I have a working draft implementation that roughly doubles the speed of
a simple "substract 1.0 until negative" loop for inexact reals less than
2^256, compared with current 'master' (near 2.9.2).  The same loop for
exact rationals runs in ~70% of the time compared with current master.
More importantly, no heap allocation is required when working with these
immediate values.

More precisely, large finite doubles with magnitude >= 2^256
(1.157920892373162e77) must be heap allocated.  All other doubles,
including all Inf/NaNs, are immediate floats, or "iflos".
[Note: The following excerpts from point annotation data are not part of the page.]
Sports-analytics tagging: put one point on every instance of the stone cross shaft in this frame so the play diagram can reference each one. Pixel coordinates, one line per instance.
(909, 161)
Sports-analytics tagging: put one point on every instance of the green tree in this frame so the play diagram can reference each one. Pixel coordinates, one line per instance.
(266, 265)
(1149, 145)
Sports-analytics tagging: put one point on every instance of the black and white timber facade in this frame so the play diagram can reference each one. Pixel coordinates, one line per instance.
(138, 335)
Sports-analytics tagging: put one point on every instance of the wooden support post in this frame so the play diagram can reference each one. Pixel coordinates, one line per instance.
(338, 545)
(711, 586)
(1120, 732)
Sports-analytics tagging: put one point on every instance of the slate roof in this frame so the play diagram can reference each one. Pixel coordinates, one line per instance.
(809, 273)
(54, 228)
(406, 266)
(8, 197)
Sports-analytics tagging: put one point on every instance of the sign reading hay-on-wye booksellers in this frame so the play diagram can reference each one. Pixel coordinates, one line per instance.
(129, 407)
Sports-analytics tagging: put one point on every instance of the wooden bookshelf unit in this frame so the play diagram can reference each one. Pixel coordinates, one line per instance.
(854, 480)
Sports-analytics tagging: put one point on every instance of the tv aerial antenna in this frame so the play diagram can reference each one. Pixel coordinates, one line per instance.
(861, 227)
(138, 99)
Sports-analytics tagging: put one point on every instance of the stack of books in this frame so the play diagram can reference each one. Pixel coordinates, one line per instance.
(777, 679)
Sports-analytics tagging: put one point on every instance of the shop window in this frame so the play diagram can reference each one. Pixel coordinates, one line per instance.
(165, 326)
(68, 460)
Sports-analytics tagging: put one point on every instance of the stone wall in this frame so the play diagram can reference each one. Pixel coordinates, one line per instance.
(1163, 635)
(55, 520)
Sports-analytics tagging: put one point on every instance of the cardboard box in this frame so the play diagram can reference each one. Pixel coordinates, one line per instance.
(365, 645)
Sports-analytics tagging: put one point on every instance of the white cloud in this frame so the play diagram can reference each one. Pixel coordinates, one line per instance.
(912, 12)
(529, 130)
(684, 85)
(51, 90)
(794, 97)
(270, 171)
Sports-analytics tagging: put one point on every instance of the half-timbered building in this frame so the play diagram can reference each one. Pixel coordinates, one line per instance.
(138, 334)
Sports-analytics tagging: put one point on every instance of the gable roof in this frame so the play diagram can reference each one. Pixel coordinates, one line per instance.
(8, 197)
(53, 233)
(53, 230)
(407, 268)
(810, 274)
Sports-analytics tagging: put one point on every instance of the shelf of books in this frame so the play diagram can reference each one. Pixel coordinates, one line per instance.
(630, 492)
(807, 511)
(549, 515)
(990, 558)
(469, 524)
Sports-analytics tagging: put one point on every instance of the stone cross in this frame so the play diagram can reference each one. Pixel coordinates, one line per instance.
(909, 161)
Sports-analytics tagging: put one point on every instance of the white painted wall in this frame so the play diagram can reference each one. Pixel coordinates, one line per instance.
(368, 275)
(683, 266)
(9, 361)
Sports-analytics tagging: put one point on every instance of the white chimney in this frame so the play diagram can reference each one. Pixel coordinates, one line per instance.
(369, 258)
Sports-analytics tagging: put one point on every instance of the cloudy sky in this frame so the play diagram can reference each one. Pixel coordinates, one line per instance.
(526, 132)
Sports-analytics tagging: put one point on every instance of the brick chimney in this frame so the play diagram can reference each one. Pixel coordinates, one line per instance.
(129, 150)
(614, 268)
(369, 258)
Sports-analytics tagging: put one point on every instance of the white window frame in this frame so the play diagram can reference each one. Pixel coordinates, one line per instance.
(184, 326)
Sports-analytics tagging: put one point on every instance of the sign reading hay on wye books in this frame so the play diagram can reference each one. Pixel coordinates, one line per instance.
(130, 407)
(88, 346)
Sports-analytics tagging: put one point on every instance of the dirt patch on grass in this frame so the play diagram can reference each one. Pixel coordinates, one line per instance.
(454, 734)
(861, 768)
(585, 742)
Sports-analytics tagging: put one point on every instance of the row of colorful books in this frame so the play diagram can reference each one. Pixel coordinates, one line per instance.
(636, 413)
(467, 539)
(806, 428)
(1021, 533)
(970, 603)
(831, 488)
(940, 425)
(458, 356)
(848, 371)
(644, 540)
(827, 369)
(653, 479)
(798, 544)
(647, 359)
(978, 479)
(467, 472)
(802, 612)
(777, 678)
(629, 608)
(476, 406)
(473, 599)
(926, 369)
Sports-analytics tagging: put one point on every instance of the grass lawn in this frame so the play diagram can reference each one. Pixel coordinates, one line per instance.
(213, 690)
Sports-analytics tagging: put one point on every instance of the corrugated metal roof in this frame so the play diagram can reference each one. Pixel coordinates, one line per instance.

I call this approach "high-exponent boxing", because instead of using
the space of ~2^53 NaNs for non-flonum purposes, I use the space of
finite doubles with binary exponent larger than 255.  That's 3/8ths of
the total space of IEEE doubles.  This gives us a total of (3 * 2^61)
SCM values to use for other things.

To convert a double into an SCM, just add (2^60 + 2^52) to its unsigned
64-bit representation, and rotate left 4 bits.  This maps the largest
finite doubles to SCM values with 000, 110, or 111 in the low 3 bits.

* * *

I've also implemented immediate exact rationals, or "fixrats".  The
precise rule is that on a 64-bit system, an exact non-integer rational
is immediate if and only if it can be written with 54 binary digits or
less.  In terms of decimal digits, any rational that can be written with
16 decimal digits is immediate, and some that require 17 or 18 decimal
digits are immediate.

Here's the format of fixrats on 64-bit systems:

Srrrrrrxxxxxxxxxxxxxxxxxxxxxxxxxxxxxxxxxxxxxxxxxxxxxxxxxxxxx0111
|\____/\___________________________________________________/\__/
|  |                          |                              |
| rank (6 bits)             data (53 bits)                  tag
sign

The 53-bit data field contains both the numerator and denominator, with
the denominator in the highest bits.  The most significant bit of the
denominator is implicit, i.e. not explicitly represented.  That's why we
can represent up to 54 binary digits in a 53-bit field.  The remaining
bits of the denominator occupy the most significant data bits, and the
magnitude of the numerator occupy the least significant data bits.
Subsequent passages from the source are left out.